9月22日、大阪・東和薬品RACTABドームという大箱で関西のビッグマッチが開催された。

~王者決定戦を勝ち抜くことで文部科学大臣杯への道が開く

大阪大会では全日本選手権とシニアに加え、3回目となる王者決定戦(ジュニア)と同2回目のTEAM BATTLE(団体対抗戦)という比較的新しい大会も同日開催された。
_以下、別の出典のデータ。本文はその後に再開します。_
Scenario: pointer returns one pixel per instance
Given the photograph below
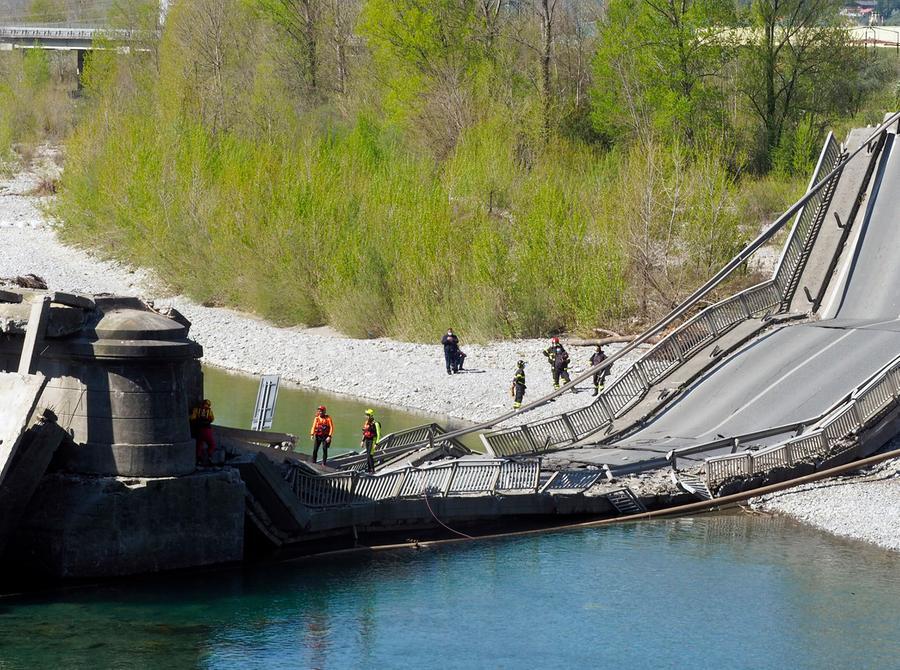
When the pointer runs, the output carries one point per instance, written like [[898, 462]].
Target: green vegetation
[[511, 168], [34, 104]]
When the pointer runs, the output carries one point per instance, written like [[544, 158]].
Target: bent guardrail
[[830, 436], [630, 388], [400, 443], [455, 478], [682, 308]]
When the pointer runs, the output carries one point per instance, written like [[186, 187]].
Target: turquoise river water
[[715, 591], [234, 395]]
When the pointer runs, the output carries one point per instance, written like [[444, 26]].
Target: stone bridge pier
[[122, 494]]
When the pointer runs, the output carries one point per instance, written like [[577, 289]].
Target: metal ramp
[[625, 501]]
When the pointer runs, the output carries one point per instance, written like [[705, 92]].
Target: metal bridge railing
[[807, 224], [394, 445], [628, 389], [832, 435], [673, 350], [455, 478], [518, 441]]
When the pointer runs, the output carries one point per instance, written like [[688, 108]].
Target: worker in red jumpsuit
[[201, 424]]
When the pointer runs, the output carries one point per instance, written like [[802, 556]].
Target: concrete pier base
[[81, 526]]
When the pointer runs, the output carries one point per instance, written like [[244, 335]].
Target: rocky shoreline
[[383, 370], [864, 506]]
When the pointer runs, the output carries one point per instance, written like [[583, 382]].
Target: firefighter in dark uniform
[[559, 361], [518, 387], [371, 438], [599, 377], [451, 351]]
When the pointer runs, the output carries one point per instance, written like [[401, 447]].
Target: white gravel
[[864, 506], [382, 370], [386, 371]]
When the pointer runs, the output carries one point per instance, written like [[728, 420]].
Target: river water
[[715, 591], [234, 395]]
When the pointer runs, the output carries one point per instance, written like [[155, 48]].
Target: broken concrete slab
[[83, 527], [10, 296], [18, 397], [63, 320], [32, 456]]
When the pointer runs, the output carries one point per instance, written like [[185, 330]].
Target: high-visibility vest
[[322, 426]]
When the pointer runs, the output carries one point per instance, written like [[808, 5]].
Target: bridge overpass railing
[[400, 443], [831, 436], [536, 436], [678, 346], [453, 478]]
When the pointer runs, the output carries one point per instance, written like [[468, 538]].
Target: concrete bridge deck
[[794, 371]]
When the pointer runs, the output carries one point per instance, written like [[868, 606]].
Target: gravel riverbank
[[864, 505], [381, 370]]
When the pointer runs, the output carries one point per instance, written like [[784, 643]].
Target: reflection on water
[[726, 591], [234, 395]]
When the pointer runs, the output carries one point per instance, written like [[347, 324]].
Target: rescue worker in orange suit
[[371, 438], [201, 425], [321, 432], [599, 377], [559, 361]]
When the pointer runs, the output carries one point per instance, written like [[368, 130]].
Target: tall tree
[[795, 48], [658, 66], [301, 21]]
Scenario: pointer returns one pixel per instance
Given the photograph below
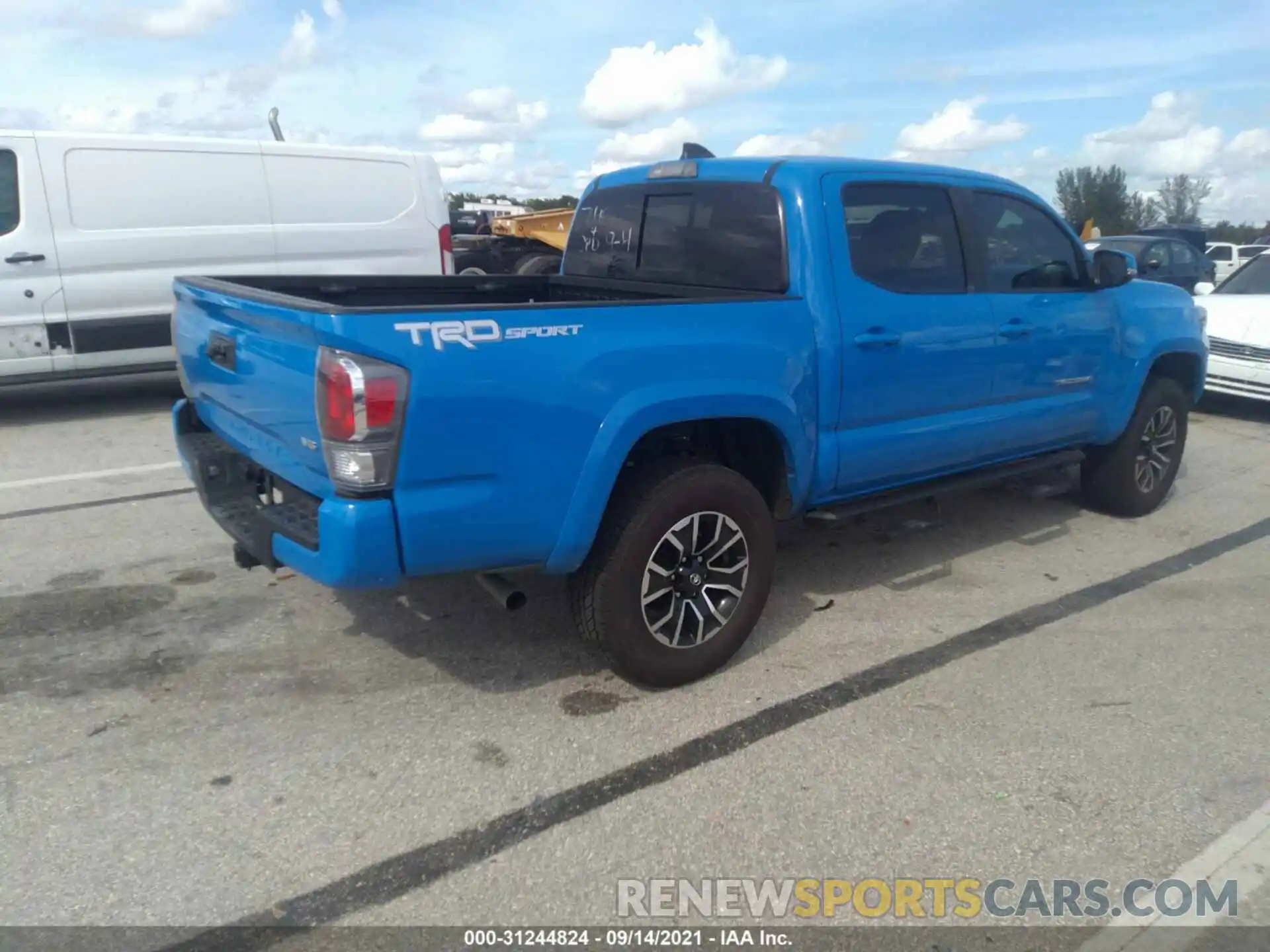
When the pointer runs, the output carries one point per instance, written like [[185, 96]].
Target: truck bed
[[392, 294]]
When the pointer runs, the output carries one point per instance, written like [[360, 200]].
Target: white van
[[93, 230]]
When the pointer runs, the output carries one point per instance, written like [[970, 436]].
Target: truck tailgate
[[249, 370]]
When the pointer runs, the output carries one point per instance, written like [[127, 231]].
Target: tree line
[[1103, 194], [534, 205]]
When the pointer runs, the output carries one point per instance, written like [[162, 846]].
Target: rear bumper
[[339, 542]]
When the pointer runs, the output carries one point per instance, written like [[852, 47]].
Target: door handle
[[875, 338], [220, 350]]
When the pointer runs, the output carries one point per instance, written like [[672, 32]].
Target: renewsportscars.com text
[[935, 898]]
「王者決定戦は11月開催の全日本ジュニア関西地区予選でもあります。全日本ジュニアは全国を10地区に分け、それぞれの地区を勝ち上がった選手が参加できます。全国からジュニアの強豪が集って頂点を決める注目大会です」

「ジュニア選手たちが大人のトップ選手たちと同一会場で試合をすることに意義があると思います。大人のトップ選手たちと同じ試合会場に立つことでモチベーションが高まり、競技への思いも強くなってくれると信じています」

「2023年にインカレを立ち上げたのも同様の理由です。年齢的に比較的、身近な存在である大学生たちが戦っている姿勢を見て、『ああなりたい』と感じてくれるのではないか。そして『大学生でトップになる』という明確な目標もできるはずです」

競技人口が多いジュニア世代はフルコンタクト空手界の宝だ。

~TEAM BATTLEは各地域の団結と切磋琢磨を高める

同じく全国10地区選抜チームによる対抗戦・TEAM BATTLEも大きな盛り上がりを見せた。個人戦が主流のフルコンタクト空手において異色な大会形式だが、各地域ごとの激しい意地のぶつかり合いが際立った。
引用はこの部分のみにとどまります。